Study On The Influence Of Atmospheric Turbulence To The BER Of Wireless Optical Communication

On the basis of the Rytov approximation and Markov approximation methods for optical wave propagation through random medium, with considering the inner-scale and outer-scale of turbulence, the characteristics of the scintillation and beam spreading for Gaussian beam are analyzed in turbulence regimes from weak to strong, respectively. The analytic expressions of the scintillation index and long-term optical-beam spreading radius, derived by different methods, are calculated and compared in this paper. Then, the influences of these turbulence effects on the error performance of the wireless optical communication systems employing On-Off Keying (OOK), subcarrier phase-shift keying (PSK) and subcarrier differential phase shift keying (DPSK) modulations are discussed. Finally, according to the incoherent superposition method and the fundamental theory for turbulence scintillation, the scintillation and beam spreading problems for the partially coherent Gaussian-Schell Model (GSM) beam are studied, and the scintillation index and mean squared width of GSM beam in turbulent atmosphere are derived. The technical feasibility of using partially coherent beam source to reduce the impact of atmospheric turbulence and improve the performance of optical communication systems is discussed. The results show that irradiance fluctuations can be significantly reduced by using a partially coherent source beam in the weak fluctuation regime.

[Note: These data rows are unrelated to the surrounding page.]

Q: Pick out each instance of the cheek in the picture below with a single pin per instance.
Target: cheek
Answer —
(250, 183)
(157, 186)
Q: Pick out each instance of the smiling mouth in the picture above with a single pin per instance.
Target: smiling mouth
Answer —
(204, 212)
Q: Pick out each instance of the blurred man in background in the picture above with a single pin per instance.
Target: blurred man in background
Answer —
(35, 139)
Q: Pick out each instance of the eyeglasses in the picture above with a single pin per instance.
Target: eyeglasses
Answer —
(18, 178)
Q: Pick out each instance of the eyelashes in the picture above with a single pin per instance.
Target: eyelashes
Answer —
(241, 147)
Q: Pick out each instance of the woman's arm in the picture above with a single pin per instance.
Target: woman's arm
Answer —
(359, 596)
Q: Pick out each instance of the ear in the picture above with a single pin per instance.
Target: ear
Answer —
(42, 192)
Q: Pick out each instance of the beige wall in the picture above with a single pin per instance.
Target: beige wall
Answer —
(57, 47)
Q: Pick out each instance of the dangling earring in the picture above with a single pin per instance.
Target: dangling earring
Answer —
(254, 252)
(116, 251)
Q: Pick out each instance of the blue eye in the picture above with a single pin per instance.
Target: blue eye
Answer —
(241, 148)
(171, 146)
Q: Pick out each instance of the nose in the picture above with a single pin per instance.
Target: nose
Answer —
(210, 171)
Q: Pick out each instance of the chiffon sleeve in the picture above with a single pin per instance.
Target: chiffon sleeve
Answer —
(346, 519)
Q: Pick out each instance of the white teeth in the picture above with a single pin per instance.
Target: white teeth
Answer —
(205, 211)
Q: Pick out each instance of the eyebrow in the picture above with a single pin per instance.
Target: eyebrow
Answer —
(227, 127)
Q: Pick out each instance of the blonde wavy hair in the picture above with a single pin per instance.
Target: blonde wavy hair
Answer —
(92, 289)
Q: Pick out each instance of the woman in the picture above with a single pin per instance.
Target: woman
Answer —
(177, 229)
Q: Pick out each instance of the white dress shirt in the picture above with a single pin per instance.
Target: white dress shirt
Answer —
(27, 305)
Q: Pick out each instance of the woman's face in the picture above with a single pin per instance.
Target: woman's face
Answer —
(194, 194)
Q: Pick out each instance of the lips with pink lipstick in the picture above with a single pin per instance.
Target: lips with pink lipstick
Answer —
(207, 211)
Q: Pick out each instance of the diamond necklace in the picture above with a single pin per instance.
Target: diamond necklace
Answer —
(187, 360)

With taking into account the influence of scintillation effect, the subcarrier DPSK modulation is superior to the OOK and subcarrier PSK modulations in optical communication system applications. Therefore, the optical communication systems performance in atmosphere optical channels can be improved by using a partially coherent laser beam source, a larger system receiving aperture, or appropriate modulation and demodulation means. These studies have great academic significance and practical values in the development and application of wireless optical communication systems.